A Mathematical Theory of Top-$k$ Sparse Attention via Total Variation Distance
Georgios Tzachristas, Lei Deng, Ioannis Tzachristas, Gong Zhang, Renhai Chen
TL;DR
This work provides a rigorous, distribution- and output-level theory for Top-$k$ attention truncation, tying the truncation error to the discarded softmax mass via an exact TV–KL identity. It derives deterministic and probabilistic bounds based on score gaps, blocks, and a head–tail decomposition, and translates them into practical certified selection algorithms (Delta-$k$-Search and MC-Search). The Gaussian score model yields closed-form design rules for the minimal $k$ to achieve a target error, guiding adaptive sparsification in long-context transformers. Empirical validation on BERT and synthetic data confirms scalable certified sparsity and substantial efficiency gains while preserving the prescribed total-variation budget. Overall, the framework offers provable, deployable sparsity with concrete guidelines for real-world Transformer inference and training workflows.
Abstract
We develop a unified mathematical framework for certified Top-$k$ attention truncation that quantifies approximation error at both the distribution and output levels. For a single attention distribution $P$ and its Top-$k$ truncation $\hat P$, we show that the total-variation distance coincides with the discarded softmax tail mass and satisfies $\mathrm{TV}(P,\hat P)=1-e^{-\mathrm{KL}(\hat P\Vert P)}$, yielding sharp Top-$k$-specific bounds in place of generic inequalities.
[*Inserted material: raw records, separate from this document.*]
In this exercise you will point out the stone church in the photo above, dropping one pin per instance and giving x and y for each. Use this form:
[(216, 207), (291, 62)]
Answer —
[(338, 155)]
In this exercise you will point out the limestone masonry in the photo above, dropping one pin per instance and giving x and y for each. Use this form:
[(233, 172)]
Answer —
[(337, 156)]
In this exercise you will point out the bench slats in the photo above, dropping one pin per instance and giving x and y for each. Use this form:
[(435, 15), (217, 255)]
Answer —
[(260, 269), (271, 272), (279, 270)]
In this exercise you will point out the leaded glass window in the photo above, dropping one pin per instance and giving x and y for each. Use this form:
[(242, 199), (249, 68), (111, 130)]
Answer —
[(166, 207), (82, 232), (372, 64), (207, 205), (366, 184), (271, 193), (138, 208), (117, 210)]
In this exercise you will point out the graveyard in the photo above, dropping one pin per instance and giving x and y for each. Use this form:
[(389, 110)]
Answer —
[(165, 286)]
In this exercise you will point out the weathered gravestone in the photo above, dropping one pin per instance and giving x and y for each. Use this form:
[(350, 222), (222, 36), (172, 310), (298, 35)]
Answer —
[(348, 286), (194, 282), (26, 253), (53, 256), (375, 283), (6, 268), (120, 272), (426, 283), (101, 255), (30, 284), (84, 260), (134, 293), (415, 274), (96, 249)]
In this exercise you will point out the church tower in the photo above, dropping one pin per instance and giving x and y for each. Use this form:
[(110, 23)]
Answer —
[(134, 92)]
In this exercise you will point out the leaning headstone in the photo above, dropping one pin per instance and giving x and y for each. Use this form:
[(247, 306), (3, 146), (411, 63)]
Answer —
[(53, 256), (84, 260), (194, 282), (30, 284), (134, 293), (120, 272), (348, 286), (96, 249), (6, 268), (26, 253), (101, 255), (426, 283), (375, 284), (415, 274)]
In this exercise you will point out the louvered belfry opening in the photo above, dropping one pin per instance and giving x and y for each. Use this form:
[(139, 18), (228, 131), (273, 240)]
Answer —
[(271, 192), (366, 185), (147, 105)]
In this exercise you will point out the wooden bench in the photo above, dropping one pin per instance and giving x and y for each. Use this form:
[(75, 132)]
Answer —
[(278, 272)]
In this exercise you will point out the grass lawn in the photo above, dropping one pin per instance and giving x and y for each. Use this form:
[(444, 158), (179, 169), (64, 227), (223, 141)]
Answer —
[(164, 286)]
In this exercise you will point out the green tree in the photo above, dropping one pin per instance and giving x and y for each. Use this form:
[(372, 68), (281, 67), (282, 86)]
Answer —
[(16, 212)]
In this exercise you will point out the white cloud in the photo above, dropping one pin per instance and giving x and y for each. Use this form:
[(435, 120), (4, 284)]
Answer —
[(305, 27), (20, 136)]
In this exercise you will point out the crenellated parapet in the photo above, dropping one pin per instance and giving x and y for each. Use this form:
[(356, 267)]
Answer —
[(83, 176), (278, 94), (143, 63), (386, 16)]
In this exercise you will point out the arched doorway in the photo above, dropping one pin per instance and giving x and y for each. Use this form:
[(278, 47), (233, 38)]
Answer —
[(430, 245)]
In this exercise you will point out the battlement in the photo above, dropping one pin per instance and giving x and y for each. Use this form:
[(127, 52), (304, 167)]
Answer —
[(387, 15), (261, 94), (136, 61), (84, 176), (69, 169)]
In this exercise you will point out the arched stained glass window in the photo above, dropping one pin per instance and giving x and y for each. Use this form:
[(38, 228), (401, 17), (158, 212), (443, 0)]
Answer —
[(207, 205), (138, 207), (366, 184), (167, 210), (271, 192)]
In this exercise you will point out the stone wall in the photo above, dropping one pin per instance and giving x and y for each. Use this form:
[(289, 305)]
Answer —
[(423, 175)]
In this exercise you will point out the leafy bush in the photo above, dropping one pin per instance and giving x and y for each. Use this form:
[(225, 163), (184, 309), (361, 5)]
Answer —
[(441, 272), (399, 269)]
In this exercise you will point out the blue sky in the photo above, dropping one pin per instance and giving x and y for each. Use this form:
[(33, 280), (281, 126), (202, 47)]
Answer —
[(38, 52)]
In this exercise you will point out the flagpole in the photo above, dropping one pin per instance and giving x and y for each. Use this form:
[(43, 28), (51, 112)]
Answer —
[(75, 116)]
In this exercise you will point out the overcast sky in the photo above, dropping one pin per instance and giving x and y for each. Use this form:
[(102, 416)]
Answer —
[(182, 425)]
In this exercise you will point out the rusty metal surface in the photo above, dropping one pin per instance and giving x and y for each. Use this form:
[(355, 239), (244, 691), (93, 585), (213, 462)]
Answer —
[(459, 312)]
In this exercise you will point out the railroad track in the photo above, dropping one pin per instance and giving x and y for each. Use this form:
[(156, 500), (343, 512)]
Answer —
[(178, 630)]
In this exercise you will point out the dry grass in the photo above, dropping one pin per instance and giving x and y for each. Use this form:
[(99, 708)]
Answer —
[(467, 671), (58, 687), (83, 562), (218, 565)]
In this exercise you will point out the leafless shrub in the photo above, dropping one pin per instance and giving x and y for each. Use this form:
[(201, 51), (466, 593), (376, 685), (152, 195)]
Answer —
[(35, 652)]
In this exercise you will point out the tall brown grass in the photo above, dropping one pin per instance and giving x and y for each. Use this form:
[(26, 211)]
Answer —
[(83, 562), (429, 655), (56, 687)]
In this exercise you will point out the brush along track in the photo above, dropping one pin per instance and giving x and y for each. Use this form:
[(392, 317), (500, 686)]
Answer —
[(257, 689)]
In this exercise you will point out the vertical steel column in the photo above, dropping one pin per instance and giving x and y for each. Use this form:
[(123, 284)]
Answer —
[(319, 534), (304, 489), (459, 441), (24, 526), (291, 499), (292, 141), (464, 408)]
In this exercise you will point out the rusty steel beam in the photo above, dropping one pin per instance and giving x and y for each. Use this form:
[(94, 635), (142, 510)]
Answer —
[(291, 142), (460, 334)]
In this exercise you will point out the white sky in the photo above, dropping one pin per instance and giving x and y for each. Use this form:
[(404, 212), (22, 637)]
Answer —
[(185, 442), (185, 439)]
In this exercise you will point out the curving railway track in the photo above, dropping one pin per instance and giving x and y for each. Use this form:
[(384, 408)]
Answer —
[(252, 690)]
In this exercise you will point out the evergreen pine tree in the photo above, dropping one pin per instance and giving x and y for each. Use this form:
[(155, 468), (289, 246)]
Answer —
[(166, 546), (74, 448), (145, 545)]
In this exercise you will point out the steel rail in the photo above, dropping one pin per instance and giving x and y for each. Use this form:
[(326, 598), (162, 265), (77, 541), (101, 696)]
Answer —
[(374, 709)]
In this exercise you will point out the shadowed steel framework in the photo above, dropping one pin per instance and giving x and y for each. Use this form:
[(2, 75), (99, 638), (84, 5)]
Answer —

From this we derive non-asymptotic deterministic bounds -- from a single boundary gap through multi-gap and blockwise variants -- that control $\mathrm{TV}(P,\hat P)$ using only the ordered logits. Using an exact head-tail decomposition, we prove that the output error factorizes as $\|\mathrm{Attn}(q,K,V)-\mathrm{Attn}_k(q,K,V)\|_2=τ\|μ_{\mathrm{tail}}-μ_{\mathrm{head}}\|_2$ with $τ=\mathrm{TV}(P,\hat P)$, yielding a new head-tail diameter bound $\|\mathrm{Attn}(q,K,V)-\mathrm{Attn}_k(q,K,V)\|_2\leτ\,\mathrm{diam}_{H,T}$ and refinements linking the error to $\mathrm{Var}_P(V)$. Under an i.i.d. Gaussian score model $s_i\sim\mathcal N(μ,σ^2)$ we derive closed-form tail masses and an asymptotic rule for the minimal $k_\varepsilon$ ensuring $\mathrm{TV}(P,\hat P)\le\varepsilon$, namely $k_\varepsilon/n\approxΦ_c(σ+Φ^{-1}(\varepsilon))$. Experiments on bert-base-uncased and synthetic logits confirm the predicted scaling of $k_\varepsilon/n$ and show that certified Top-$k$ can reduce scored keys by 2-4$\times$ on average while meeting the prescribed total-variation budget.